En avril 1929, la République française bruisse d’un débat lourd de menaces pour la satire. Le gouvernement Poincaré, sous l’impulsion du ministre de la Justice Louis Barthou et du président du Conseil André Tardieu, dépose un projet de loi “réformant” les délits de presse — officiellement pour lutter contre la diffamation, le chantage et la calomnie. En réalité, la loi vise à resserrer l’étau sur les journaux irrévérencieux, ces “feuilles” qui, depuis l’affaire Hanau, multiplient les révélations embarrassantes et les moqueries contre les gouvernants.
Le Canard enchaîné ne pouvait pas rester coi. L’édition du 10 avril 1929 consacre sa une entière à ce qu’il perçoit comme une loi de muselière. Deux signatures majeures s’y côtoient : Pierre Bénard, l’ironie subtile et rieuse, et Pierre Scize, la colère argumentée et ciselée.
Bénard : l’humour pour échapper à la censure
Dans son texte intitulé « De la manière d’adapter les textes à la nouvelle loi Barthou sur la presse », Pierre Bénard s’empare du sujet avec la légèreté trompeuse d’un humoriste. Il oppose un “avant” et un “après” fictifs, montrant comment il faudra bientôt réécrire les brèves du Canard pour qu’elles échappent aux tribunaux.
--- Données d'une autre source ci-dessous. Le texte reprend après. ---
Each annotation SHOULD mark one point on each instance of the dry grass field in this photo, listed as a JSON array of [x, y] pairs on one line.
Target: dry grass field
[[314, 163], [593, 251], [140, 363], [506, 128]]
Ainsi, avant la loi, on pouvait écrire :
« M. Loucheur est tout en or. »
« M. Barthe n’est rouge que par son vin. »
« M. Le Guen est le recordman de la buvette. »
Mais après Barthou, il faudra parler par euphémismes :
« Pourquoi voulez-vous que M. Loucheur soit tout en or ? Tous les bons Français ont déposé le leur à la Banque de France. »
« M. Barthe est le seul défenseur de la vigne. »
« M. Le Guen n’est ni blanc, ni rouge. Il est noir. »
Sous le rire, Bénard démonte le mécanisme de l’autocensure : l’art de tout dire sans rien dire, de sauver la satire sous le voile du compliment ambigu. Ce “mode d’emploi” parodique met en lumière le danger réel : la loi ne frapperait pas seulement les diffamateurs, mais l’esprit lui-même — ce droit français au trait d’esprit corrosif, au second degré, au “mot qui tue”.
Scize : la défense du droit d’écrire librement
L’article de Pierre Scize, plus long et plus grave, prolonge cette ironie en manifeste. Sous le titre « À propos de la loi sur la presse », il s’adresse à Victor Snell, collaborateur du Canard, et signe une réflexion de haute volée sur la liberté d’expression.
Scize analyse le texte gouvernemental, qui prévoit de transformer les plaintes pour diffamation en procédures civiles accélérées : “une justice sans jury, sans publicité, sans appel populaire”. Il y voit un retour à l’arbitraire, une “arme aux mains d’un parti”, qui pourrait réduire au silence tout journal gênant.
« Le premier effet qu’on peut attendre de votre loi : un silence profond encourageant les canailles, le triomphe de la presse servile, le bâillon sur les bouches indignées. »
Scize s’élève contre l’idée d’une “presse morale” que voudrait imposer Barthou. Il rappelle que les lois de circonstance sont toujours des lois de vengeance — faites, écrit-il, “pour venger Barthou de Maurras, Malvy de Daudet, et le Parlement de Coty.” Sa conclusion, d’une élégance tragique, sonne comme un testament de la satire française :
« Cette liberté, qui était notre principe et notre bien, voit son astre s’obscurcir. […] On n’excuse plus de tout dire, même quand on le dit avec esprit. »
Une leçon d’esprit républicain
À travers ces deux textes, Le Canard enchaîné démontre sa double force : le rire et la raison. Bénard sape la loi par la moquerie, Scize la démonte par l’argument. Ensemble, ils affirment que la liberté de la presse n’est pas une faveur, mais une condition vitale de la démocratie — surtout quand le pouvoir se prétend vertueux.
Leur cible, Barthou, finira par se défendre mollement : la loi, disait-il, “ne vise pas les bons journaux, mais les mauvais”. Ce qui, pour le Canard, revenait à tout dire.
Car, comme l’écrivait Scize, “le droit de tout dire, pourvu qu’on le dise avec esprit”, c’était bien cela, la lex canardica — cette vieille loi non écrite que ni Barthou, ni Tardieu, ni aucun Duce de France n’a jamais pu abroger.